Sarah Pemberton Strong is the author of the poetry collection Tour of the Breath Gallery (Texas Tech University Press), winner of the Walt McDonald First-Book Prize. Her poems have appeared in Mississippi Review, Poetry Daily, Rattle, River Styx, The Southern Review, Southwest Review, The Sun, and elsewhere. She is also the author of two novels. She lives in Hamden, Connecticut, where she works as a plumber. Sarah’s website can be found here.

Hanna Tawater is an MFA candidate at UC San Diego, where she is developing a creative thesis on multimodal poetics. She performs and works with other writers as a part of So Say We All, a literary nonprofit. She currently has work forthcoming from The Radvocate and White Stag.

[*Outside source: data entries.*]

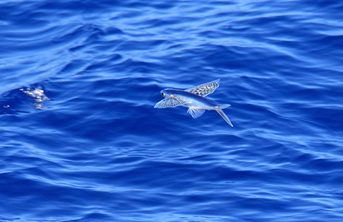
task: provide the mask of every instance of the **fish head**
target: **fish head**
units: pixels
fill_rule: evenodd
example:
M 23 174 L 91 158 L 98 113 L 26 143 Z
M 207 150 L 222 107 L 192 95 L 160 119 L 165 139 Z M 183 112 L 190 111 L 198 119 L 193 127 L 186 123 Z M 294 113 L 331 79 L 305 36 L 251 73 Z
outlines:
M 161 95 L 162 95 L 162 96 L 166 99 L 169 98 L 169 97 L 174 97 L 174 95 L 173 94 L 172 94 L 172 92 L 170 92 L 171 90 L 170 88 L 165 88 L 163 90 L 161 90 L 160 92 L 161 92 Z

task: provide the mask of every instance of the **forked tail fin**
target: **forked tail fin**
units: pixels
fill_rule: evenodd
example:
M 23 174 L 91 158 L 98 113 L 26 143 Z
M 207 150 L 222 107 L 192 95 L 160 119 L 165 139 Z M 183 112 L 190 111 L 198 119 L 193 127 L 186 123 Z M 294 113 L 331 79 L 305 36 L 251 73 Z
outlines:
M 233 127 L 233 125 L 231 123 L 231 121 L 230 121 L 230 119 L 228 119 L 228 117 L 225 114 L 225 113 L 224 113 L 223 112 L 223 109 L 225 109 L 229 106 L 230 106 L 231 105 L 228 105 L 228 104 L 222 104 L 222 105 L 218 105 L 218 109 L 215 110 L 217 112 L 218 112 L 218 113 L 222 116 L 222 117 L 223 117 L 224 119 L 225 119 L 225 121 L 226 121 L 226 123 L 228 123 L 228 125 L 230 125 L 230 126 L 232 126 Z

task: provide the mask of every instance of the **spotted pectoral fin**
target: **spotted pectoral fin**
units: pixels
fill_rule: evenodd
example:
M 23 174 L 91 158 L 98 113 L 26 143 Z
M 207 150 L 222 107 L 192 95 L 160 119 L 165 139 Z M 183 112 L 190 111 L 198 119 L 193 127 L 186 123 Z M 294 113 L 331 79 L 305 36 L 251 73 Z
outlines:
M 169 97 L 168 99 L 162 99 L 158 102 L 154 108 L 173 108 L 178 106 L 181 106 L 186 103 L 186 101 L 178 98 L 176 97 Z
M 187 110 L 187 113 L 190 114 L 194 119 L 200 117 L 204 112 L 205 112 L 205 110 L 194 109 L 191 108 L 189 108 Z
M 219 87 L 219 82 L 220 79 L 217 80 L 208 82 L 206 84 L 203 84 L 189 89 L 185 90 L 185 91 L 189 92 L 193 94 L 198 95 L 200 97 L 206 97 L 209 94 L 213 92 L 217 88 Z

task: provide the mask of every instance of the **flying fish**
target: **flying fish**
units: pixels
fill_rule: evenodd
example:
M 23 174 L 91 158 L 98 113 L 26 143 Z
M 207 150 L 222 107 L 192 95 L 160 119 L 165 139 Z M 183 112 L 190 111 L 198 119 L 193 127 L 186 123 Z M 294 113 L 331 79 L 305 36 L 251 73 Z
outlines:
M 187 107 L 188 108 L 187 113 L 189 113 L 194 119 L 200 117 L 205 110 L 215 110 L 228 125 L 233 127 L 231 121 L 222 110 L 231 105 L 215 105 L 205 98 L 218 88 L 220 80 L 220 79 L 218 79 L 185 90 L 172 88 L 161 90 L 160 92 L 165 99 L 158 102 L 154 108 L 161 109 L 176 106 Z

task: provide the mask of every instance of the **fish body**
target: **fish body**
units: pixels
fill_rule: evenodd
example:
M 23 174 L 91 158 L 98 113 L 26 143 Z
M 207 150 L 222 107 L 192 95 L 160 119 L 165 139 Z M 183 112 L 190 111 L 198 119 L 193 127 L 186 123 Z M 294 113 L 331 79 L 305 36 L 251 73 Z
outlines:
M 228 117 L 222 111 L 222 109 L 228 108 L 230 105 L 215 105 L 205 98 L 206 95 L 213 92 L 218 88 L 219 82 L 220 79 L 217 79 L 185 90 L 172 88 L 161 90 L 160 92 L 165 99 L 157 103 L 154 108 L 187 107 L 189 108 L 187 112 L 194 119 L 201 116 L 205 110 L 215 110 L 224 118 L 226 123 L 233 127 Z

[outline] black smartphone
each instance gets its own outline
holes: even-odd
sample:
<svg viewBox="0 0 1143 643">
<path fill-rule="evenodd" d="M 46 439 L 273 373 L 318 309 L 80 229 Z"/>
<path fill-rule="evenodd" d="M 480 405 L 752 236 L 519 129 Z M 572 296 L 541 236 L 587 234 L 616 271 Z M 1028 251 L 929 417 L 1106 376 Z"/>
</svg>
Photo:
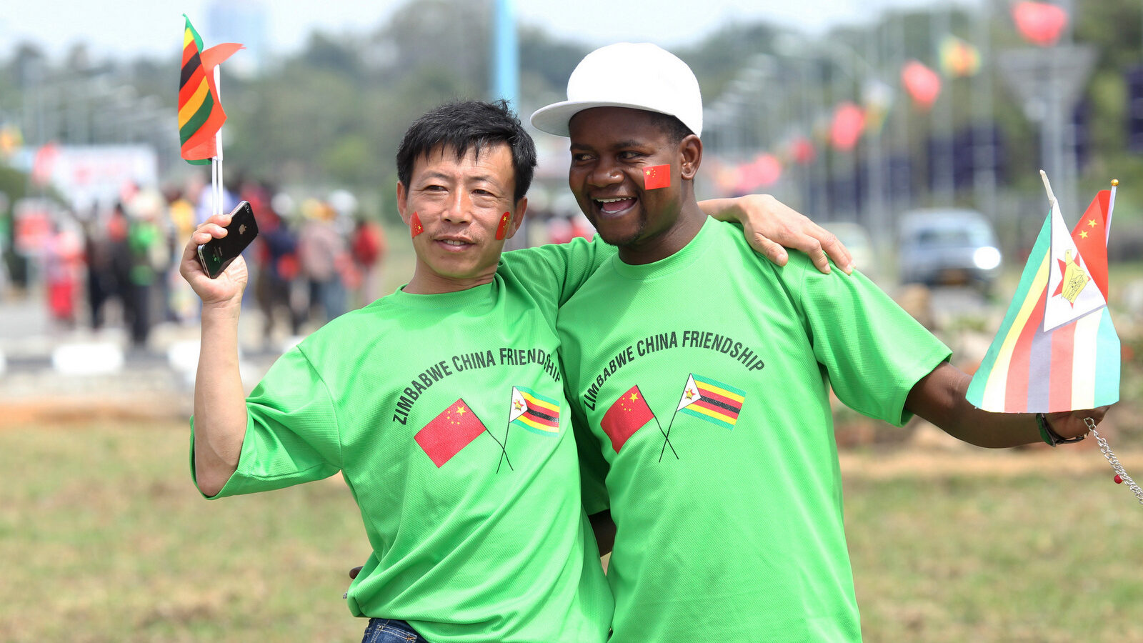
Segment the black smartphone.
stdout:
<svg viewBox="0 0 1143 643">
<path fill-rule="evenodd" d="M 199 263 L 211 279 L 217 279 L 223 270 L 242 254 L 246 246 L 258 236 L 258 223 L 254 221 L 254 209 L 249 201 L 241 201 L 230 213 L 230 225 L 222 239 L 210 239 L 199 246 Z"/>
</svg>

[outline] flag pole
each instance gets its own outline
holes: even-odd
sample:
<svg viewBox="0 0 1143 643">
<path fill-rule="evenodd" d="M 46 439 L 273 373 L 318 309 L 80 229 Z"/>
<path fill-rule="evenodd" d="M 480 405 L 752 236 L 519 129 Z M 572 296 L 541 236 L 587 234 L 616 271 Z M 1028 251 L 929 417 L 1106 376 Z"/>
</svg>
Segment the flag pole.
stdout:
<svg viewBox="0 0 1143 643">
<path fill-rule="evenodd" d="M 1044 188 L 1048 191 L 1048 205 L 1056 203 L 1056 196 L 1052 192 L 1052 183 L 1048 183 L 1048 173 L 1040 170 L 1040 178 L 1044 180 Z"/>
<path fill-rule="evenodd" d="M 1111 180 L 1111 197 L 1108 198 L 1108 221 L 1103 223 L 1103 243 L 1111 240 L 1111 212 L 1116 209 L 1116 190 L 1119 188 L 1119 180 Z"/>
<path fill-rule="evenodd" d="M 218 101 L 222 101 L 222 65 L 215 65 L 215 93 L 218 96 Z M 215 195 L 215 214 L 222 214 L 222 198 L 223 198 L 223 180 L 222 180 L 222 127 L 215 132 L 215 151 L 217 156 L 210 159 L 210 165 L 216 169 L 211 173 L 211 180 L 214 184 Z"/>
</svg>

Universalscene is a collaboration among Tim Nolan, Jen Lu and Lasse Korsgaard. See their bios here.

Bryan VanDyke’s work has appeared recently in The Millions and The Rumpus. He is a graduate of Columbia’s M.F.A. program in fiction. In 2013, he was an artist-in-residence at Catwalk Art Residency in Catskill, NY. He is also the curator for a reading series that features emerging writers at the renowned KGB Bar in New York City. You can follow him on Twitter at @Literotaur.

Anna Wilson writes about Fogo, Gene Hackman, and sundry mysteries. Her poems, reviews, and interviews have appeared in Gulf Coast, Meatpaper, and elsewhere. She lives in Baton Rouge, Louisiana.

Dustin Zemel is a video artist and scholar exploring media literacy and emerging approaches to nonfiction storytelling. He is the founder and former director of Grand Detour, a microcinema, curatorial group, and educational hub for experimental filmmakers and new media artists in Portland, OR. In 2011 he was the recipient of The Regional Arts and Culture Council’s prestigious “Innovation Prize” for his work on SCOOP 6PM, a seven channel interactive video installation. Currently he is pursuing a PhD at Louisiana State University as an EDA scholar studying realism in experimental and documentary media.